I am trying to make a cross-platform library using rust for ios target. I am following this article (Building and Deploying a Rust library on iOS) . *Note: I followed the same steps and my project structure also looks the same *
After completing the code and project setup the last step is to build the library. When I try to build the library using cargo lipo --release
. It throws this error:
[ERROR cargo_lipo] No library target found for "my-project-name"
Also, note that I am only able to install support for two platforms . ( aarch64-apple-ios
and x86_64-apple-darwin
). I think the reason is that they have dropped the support for 32-bit architectures .

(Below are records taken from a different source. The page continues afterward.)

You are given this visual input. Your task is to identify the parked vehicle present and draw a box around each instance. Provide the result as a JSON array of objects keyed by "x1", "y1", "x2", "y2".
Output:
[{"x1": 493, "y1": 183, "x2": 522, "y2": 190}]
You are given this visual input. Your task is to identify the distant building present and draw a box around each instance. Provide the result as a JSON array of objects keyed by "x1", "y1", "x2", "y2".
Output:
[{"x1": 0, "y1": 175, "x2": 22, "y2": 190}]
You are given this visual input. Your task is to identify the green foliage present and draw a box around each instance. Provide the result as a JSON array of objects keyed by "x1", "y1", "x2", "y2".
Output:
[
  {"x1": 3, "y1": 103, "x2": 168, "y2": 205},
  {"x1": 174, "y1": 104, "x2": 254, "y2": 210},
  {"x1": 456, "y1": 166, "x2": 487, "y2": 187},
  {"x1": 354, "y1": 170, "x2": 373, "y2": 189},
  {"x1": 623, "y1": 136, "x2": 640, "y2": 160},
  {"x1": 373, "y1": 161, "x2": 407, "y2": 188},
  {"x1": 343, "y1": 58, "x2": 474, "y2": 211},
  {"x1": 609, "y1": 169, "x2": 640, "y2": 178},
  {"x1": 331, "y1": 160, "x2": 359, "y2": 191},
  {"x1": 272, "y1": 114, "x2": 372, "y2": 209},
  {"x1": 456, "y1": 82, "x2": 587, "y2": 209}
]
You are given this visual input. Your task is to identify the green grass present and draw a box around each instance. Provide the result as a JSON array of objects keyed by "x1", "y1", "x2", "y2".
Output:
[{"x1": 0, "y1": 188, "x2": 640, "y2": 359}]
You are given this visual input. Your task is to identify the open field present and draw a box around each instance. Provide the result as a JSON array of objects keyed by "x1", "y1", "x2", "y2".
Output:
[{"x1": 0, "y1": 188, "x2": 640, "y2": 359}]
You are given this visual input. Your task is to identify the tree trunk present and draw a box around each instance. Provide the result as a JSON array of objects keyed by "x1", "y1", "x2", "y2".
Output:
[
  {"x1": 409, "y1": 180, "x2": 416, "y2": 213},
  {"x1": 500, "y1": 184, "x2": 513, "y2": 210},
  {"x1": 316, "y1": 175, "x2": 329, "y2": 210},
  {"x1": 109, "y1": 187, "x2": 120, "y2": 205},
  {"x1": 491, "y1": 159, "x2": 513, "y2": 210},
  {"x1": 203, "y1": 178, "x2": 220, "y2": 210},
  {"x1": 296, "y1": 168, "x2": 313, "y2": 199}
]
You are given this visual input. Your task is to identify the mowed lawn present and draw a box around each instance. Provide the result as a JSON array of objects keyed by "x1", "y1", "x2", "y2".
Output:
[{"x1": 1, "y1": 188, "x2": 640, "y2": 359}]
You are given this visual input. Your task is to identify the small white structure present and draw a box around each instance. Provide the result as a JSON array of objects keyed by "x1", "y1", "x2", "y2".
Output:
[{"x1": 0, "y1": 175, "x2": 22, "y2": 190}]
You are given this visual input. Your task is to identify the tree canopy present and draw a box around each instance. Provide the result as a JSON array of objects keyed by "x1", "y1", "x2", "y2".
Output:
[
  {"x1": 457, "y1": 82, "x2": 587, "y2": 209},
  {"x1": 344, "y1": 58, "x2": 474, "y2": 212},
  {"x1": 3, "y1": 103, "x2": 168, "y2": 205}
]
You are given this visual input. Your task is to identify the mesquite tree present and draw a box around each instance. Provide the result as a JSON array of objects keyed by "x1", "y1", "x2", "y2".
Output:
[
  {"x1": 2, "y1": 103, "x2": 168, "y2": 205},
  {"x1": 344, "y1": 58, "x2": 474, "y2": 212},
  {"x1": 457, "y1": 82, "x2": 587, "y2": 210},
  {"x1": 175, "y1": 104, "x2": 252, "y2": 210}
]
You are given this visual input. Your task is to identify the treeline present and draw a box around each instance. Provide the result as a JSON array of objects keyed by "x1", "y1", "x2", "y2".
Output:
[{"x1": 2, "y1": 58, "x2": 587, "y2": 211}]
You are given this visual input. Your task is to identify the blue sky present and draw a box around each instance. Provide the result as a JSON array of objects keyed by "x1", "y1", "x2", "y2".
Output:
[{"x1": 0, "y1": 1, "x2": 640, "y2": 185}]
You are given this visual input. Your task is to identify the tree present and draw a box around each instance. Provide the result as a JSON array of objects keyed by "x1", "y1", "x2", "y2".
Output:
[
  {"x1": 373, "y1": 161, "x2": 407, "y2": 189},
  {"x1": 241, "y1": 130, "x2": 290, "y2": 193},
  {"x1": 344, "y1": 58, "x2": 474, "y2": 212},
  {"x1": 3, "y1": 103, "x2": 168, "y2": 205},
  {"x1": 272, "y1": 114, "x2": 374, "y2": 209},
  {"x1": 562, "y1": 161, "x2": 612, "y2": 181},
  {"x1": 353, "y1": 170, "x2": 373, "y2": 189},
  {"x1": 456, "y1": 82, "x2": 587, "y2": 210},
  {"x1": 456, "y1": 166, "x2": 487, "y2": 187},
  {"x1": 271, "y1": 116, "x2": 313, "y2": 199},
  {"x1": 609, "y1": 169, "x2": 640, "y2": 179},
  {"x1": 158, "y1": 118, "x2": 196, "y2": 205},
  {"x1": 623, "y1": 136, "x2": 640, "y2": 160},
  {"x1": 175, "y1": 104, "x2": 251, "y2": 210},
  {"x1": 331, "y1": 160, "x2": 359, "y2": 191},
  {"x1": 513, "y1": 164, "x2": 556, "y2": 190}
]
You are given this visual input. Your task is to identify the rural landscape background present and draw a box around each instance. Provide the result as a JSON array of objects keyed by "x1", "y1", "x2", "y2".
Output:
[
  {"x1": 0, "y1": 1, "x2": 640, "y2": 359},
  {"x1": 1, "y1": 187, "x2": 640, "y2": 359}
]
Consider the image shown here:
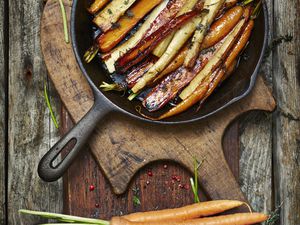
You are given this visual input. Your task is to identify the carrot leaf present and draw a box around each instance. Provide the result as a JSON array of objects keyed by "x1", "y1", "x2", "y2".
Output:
[
  {"x1": 132, "y1": 187, "x2": 141, "y2": 206},
  {"x1": 59, "y1": 0, "x2": 69, "y2": 44},
  {"x1": 19, "y1": 209, "x2": 109, "y2": 225},
  {"x1": 190, "y1": 158, "x2": 204, "y2": 203},
  {"x1": 44, "y1": 83, "x2": 58, "y2": 129},
  {"x1": 265, "y1": 202, "x2": 283, "y2": 225}
]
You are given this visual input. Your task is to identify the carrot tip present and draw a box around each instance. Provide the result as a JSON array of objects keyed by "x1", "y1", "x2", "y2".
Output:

So, when I run rustup target add aarch64-apple-ios armv7-apple-ios armv7s-apple-ios x86_64-apple-ios i386-apple-ios
.
It throws error: error: component 'rust-std' for target 'armv7-apple-ios' is unavailable for download for channel stable
Cargo.toml
[package]
name = "rustylib"
version = "0.1.0"
edition = "2018"
crate-type = ["staticlib", "cdylib"]
rustylib.rs
#include <stdarg.h>
#include <stdbool.h>
#include <stdint.h>
#include <stdlib.h>
char *hello(const char *to);
void hello_release(char *s);
The rest of the project structure is the usual rust code.
rustup
showDefault host: x86_64-apple-darwin rustup home: /Users/my-username/.rustup
stable-x86_64-apple-darwin
nightly-x86_64-apple-darwin (default)
aarch64-apple-ios
x86_64-apple-darwin
nightly-x86_64-apple-darwin (default)
rustc 1.52.0-nightly (acca81892 2021-03-13)
Rust: rustc 1.50.0 (cb75ad5db 2021-02-10)
OS: macOS Bug Sur (11.2.3)
Xcode & Command line tools: 12.4
Your Cargo.toml is wrong.
If you look into the guide you linked in your question, you can see, that the crate-type
has to be below the [lib]
tag like so:
[package]
name = "greetings"
version = "0.1.1"
authors = ["fluffyemily <fluffyemily@mozilla.com>"]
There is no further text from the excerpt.